The HSE said today it has received requests from over 50 pharmacies to recommence providing services under the State drug schemes.
In a statement this afternoon the Health Service Executive (HSE) said the pharmacies in question provided 30-day termination notices to it and stopped providing services from August 1st, but had since decided they wanted to recommence dispensing presciptions.
The HSE said today it is writing to these pharmacies to advise them that a facility is now in place to enable them to immediately recommence services under the State drug schemes.
Patrick Burke, head of the HSE's Primary Care Reimbursement Scheme said that as soon as it receives a returned copy of the letter which confirms that the pharmacies will provide services they will be able to start dispensing and receiving payment.
The HSE also said that reports it was getting suggested that people are having less difficulty obtaining medication this week.
The pharmacy dispute remains in stalemate despite intensive background efforts to find an agreed basis for talks between the Minister for Health Mary Harney and the Irish Pharmacy Union (IPU).
High Court proceedings brought by the HSE on Friday which are aimed at compelling more than 30 pharmacies owned by the Hickeys and Bradleys chains to continue to provide medicine to the public under the terms of the community drugs schemes, have been adjourned until September.

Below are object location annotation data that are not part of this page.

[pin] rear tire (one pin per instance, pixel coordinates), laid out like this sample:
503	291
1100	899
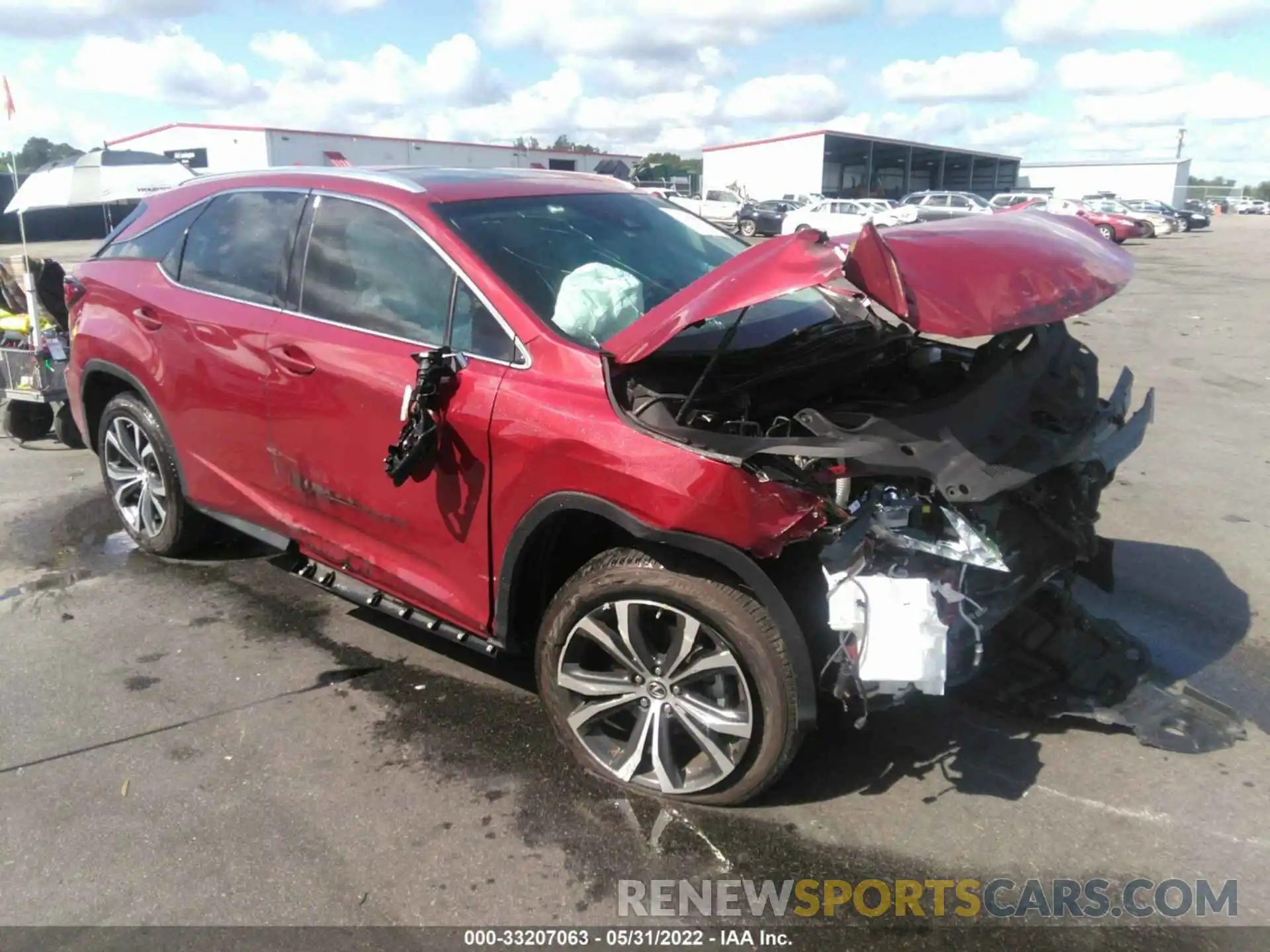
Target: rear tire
726	707
139	467
65	429
26	420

Hundreds of pharmacists withdrew from the various schemes - which include the medical card and the drug payment scheme - at the start of August in protest at cuts in fees and payments of €133 million introduced by the Government.
Minister for Health, Mary Harney maintains the cuts will reduce payments to pharmacists by 24 per cent, but stressed they will continue to earn high margins on prescriptions similar to what was paid in 2006 and 2007.
But the IPU estimates the figures do not add up and that its members will be hit with an unsustainable 34 per cent cut.